Real estate agents in the Philadelphia area have reported that lenders are making short sales, which cost less than the foreclosure process easier, although the transactions still take an average 306 days, RealtyTrac data show.

The bump-up in state and city filings began in the fall, about the same time the last of the federal money used to keep Pennsylvania's Home Emergency Mortgage Assistance Program alive after Gov. Corbett failed to include money in the budget for it.

The bridge-loan program for jobless and underemployed homeowners was credited with saving 45,000 homes from foreclosure in almost three decades in operation.

When the program ended, so did the Act 91 notification that gave delinquent borrowers breathing room and options to avert foreclosure.

Negotiations are continuing to get the state to resurrect the program with some of the $69 million it received as part of the national settlement of questionable foreclosure processing by five major lenders.

Some of that money will be used for counseling troubled borrowers by nonprofit agencies and groups.
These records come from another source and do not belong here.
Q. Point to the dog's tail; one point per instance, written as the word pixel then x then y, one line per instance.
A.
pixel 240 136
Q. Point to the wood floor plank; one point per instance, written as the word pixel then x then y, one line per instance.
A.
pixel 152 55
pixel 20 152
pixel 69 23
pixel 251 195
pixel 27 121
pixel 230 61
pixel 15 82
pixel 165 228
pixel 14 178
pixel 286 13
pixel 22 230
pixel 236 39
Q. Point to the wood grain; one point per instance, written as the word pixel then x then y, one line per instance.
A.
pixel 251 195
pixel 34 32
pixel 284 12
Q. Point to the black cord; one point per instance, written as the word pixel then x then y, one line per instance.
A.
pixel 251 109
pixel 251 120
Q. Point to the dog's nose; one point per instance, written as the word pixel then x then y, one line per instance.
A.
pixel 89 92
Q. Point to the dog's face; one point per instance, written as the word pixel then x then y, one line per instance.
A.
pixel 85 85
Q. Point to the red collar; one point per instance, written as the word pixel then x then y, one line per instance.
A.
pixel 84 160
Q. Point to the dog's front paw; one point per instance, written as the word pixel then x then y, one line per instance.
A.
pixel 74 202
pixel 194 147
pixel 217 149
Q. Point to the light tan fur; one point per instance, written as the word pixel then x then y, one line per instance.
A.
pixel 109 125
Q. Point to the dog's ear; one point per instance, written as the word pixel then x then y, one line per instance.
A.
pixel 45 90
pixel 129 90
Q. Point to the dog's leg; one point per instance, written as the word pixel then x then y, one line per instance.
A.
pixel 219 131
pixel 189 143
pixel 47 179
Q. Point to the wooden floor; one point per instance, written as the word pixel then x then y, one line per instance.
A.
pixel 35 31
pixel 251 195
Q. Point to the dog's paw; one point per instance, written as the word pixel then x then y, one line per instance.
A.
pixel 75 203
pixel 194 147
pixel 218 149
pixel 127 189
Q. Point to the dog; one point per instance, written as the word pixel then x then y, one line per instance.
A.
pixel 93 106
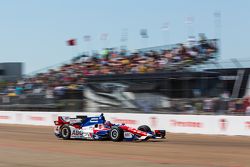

Those agencies say a lack of funding has made it financially impossible to reach out to homeowners in trouble.

The Department of Housing and Urban Development reported Wednesday that an 18-month study it conducted of the foreclosure process showed that, with a counselor's help, 69 percent of counselees obtained a mortgage remedy, and 56 percent were able to become current on their mortgages.

A separate reckoning of first-quarter mortgage delinquencies by the Mortgage Bankers Association Wednesday showed Pennsylvania among the states with lowest percentage of foreclosure inventory, starts and serious delinquencies. New Jersey was among states with the highest percentages.